Mas já não é aventura suficiente andar com Deus? Qual maior ambição pode
almejar uma existência honrosa do que permanecer em comunhão com o Eterno?
Contudo,
alguns dirão: “Bem, mas Enoque devia estar muito bem de vida. Sem dúvida, ele
tinha uma posição bastante vantajosa para ser temente a Deus”. Ora, note que
não era assim, pois, em primeiro lugar, ele
era um homem público. Ele é chamado de “o sétimo depois de Adão”. Ele foi
um homem importante e considerado um
dos pais da sua época. Naquele tempo, um patriarca devia ser alguém notável,
cheio de responsabilidades e de boa reputação. O costume antigo era que o chefe
da família fosse profeta, sacerdote ou rei na sua parentela. E fora da família,
se era um homem de posição e recursos, era conselheiro, magistrado ou
governante. Enoque foi um grande homem em seus dias, um dos mais importantes
daquele período. Portanto, podemos ter certeza de que ele tinha tribulações e
suportava o peso da oposição do grupo de ímpios poderosos que se opunha aos
caminhos da santidade.
Ele
é mencionado em uma lista nobre de homens.

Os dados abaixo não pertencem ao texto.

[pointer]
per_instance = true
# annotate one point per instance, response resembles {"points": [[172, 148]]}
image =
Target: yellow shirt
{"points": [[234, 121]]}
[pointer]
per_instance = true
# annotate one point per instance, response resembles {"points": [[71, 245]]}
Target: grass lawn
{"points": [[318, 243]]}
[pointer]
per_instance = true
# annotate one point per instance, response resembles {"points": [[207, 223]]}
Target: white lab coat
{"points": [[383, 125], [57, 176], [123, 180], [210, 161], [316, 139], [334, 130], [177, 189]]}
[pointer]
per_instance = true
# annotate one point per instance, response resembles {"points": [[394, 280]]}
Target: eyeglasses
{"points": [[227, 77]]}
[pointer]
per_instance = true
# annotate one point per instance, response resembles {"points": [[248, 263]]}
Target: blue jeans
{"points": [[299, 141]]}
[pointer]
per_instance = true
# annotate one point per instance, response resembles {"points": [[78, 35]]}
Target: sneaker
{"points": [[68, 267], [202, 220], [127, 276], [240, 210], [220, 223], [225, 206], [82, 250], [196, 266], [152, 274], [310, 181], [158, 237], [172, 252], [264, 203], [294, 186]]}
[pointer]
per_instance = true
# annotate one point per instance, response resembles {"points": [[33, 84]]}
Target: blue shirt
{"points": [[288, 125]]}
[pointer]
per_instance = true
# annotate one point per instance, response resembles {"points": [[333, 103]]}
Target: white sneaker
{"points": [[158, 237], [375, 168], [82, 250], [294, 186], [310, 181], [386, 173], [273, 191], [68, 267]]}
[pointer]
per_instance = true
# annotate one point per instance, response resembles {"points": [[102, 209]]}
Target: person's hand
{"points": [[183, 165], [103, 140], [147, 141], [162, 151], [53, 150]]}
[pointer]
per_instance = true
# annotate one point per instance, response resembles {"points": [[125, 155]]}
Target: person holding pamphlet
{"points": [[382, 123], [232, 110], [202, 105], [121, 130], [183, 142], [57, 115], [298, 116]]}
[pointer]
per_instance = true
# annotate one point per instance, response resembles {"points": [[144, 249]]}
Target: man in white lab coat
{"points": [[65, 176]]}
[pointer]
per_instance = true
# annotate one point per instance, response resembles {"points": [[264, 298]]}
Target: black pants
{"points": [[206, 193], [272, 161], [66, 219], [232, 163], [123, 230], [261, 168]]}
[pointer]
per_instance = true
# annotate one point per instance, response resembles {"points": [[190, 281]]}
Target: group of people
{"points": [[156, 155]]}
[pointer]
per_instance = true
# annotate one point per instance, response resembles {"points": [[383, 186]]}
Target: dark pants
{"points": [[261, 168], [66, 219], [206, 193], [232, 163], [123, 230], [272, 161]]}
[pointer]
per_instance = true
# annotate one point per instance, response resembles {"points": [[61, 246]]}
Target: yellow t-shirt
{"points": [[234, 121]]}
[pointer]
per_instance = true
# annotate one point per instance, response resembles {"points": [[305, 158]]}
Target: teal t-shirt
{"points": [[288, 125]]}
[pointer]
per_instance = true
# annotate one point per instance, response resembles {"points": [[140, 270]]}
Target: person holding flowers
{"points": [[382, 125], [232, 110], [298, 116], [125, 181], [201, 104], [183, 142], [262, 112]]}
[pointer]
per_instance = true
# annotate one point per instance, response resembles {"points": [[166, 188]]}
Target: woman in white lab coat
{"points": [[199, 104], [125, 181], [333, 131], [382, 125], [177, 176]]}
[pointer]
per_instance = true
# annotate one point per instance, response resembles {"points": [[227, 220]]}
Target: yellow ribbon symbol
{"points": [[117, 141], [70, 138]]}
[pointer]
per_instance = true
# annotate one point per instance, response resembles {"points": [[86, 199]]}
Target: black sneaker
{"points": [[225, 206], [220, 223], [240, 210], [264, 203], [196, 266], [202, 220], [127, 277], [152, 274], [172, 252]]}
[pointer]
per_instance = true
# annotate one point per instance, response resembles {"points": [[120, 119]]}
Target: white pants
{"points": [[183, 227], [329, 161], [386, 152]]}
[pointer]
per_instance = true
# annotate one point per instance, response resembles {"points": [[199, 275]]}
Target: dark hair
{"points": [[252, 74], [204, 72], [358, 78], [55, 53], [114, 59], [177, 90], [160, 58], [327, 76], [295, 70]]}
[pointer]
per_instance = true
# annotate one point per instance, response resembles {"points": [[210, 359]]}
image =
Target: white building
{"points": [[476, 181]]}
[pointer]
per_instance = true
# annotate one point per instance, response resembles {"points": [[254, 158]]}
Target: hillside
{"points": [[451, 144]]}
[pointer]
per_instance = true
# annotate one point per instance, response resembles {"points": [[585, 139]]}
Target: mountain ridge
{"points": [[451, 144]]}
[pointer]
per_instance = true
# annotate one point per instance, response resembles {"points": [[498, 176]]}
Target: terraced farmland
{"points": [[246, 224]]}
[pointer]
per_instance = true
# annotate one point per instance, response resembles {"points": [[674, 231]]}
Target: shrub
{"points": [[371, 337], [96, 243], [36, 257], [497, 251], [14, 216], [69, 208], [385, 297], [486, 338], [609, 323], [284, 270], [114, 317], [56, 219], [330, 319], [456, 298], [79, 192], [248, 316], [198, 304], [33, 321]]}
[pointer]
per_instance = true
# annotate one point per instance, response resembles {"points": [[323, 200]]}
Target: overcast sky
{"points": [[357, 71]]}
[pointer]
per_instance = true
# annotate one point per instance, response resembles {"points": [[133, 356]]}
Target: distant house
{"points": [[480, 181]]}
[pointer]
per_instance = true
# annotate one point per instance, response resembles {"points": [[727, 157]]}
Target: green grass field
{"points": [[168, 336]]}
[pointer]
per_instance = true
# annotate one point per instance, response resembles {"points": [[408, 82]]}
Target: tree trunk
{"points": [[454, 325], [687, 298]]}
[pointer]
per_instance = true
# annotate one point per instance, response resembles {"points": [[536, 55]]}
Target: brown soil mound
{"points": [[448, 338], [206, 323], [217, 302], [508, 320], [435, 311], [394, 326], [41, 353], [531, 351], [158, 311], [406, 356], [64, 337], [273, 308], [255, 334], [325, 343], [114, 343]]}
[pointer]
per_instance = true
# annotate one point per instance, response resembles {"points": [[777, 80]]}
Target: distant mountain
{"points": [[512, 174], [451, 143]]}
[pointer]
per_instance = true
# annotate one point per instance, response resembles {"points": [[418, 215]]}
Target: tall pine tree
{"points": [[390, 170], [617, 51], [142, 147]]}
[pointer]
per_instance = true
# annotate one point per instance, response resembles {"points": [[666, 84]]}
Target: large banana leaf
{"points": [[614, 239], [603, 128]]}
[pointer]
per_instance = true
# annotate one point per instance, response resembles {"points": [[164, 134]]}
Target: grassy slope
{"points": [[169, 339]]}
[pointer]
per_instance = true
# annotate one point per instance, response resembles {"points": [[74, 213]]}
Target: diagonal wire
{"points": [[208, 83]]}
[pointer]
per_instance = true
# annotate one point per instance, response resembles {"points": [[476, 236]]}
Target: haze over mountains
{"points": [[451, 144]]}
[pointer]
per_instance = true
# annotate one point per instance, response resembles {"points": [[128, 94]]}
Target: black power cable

Algumas pessoas tolamente pensam:
“Eu andaria com Deus se tivesse uma casinha no campo, se vivesse num vilarejo
pacato, mas, veja, sou um homem público, tenho um cargo de confiança e tenho de
estar com meus colegas. Não vejo como posso andar com Deus”. Ah, meu caro
amigo, mas Enoque andou! Embora ele fosse, sem dúvida alguma, um homem célebre
em sua época e cheio de deveres públicos, ainda assim ele não perdeu o fio da meada
da conversa sacra com o Céu, e continuou firme no curso santo de sua vida
durante séculos. Note ainda que Enoque
foi um homem de família. Enoque andou com Deus e teve filhos e filhas.
Alguns
dizem “Olha, você não pode viver como quer quando tem uma porção de filhos à
sua volta. Não me diga que dá para orar durante horas e ler em sossego as
Escrituras quando se tem uma grande família com filhos pequenos. Você será
perturbado e haverá muitos incidentes domésticos que, com certeza, tentarão
tirá-lo do sério e acabar com sua serenidade. Vá para a floresta e encontre uma
casinha abandonada — lá, com um jarro de água e um pedaço de pão, talvez você consiga andar com Deus — mas
com uma esposa, nem sempre amistosa, e um bando de crianças que não param
quietas, nem de dia nem de noite, como se espera que um homem ande com Deus?” A
esposa, por outro lado, exclama: “Acho que se eu tivesse continuado solteira,
poderia ter andando com Deus. Quando jovem, eu era cheia de devoção. Mas agora,
com um marido, que nem sempre está nos melhores dias, e com filhos, que parecem
ter uma infinidade de necessidades e nunca estão satisfeitos, como é possível
andar com Deus?”
Voltemos novamente para Enoque e acreditemos que isso é possível! “Andou Enoque com Deus; e, depois que gerou a Metusalém, viveu trezentos anos; e teve filhos e filhas.” Veja, portanto, que ele foi um homem público, teve uma família — e ainda assim, andou com Deus por mais de trezentos anos. Não é preciso ser um eremita, ou renunciar ao casamento, para viver perto de Deus. Além disso, Enoque viveu numa época muito perversa. Ele foi proeminente num tempo em que o pecado estava começando a cobrir a terra. Não demorou muito até a terra se corromper e Deus achar melhor varrer toda a população da sua superfície por causa do pecado.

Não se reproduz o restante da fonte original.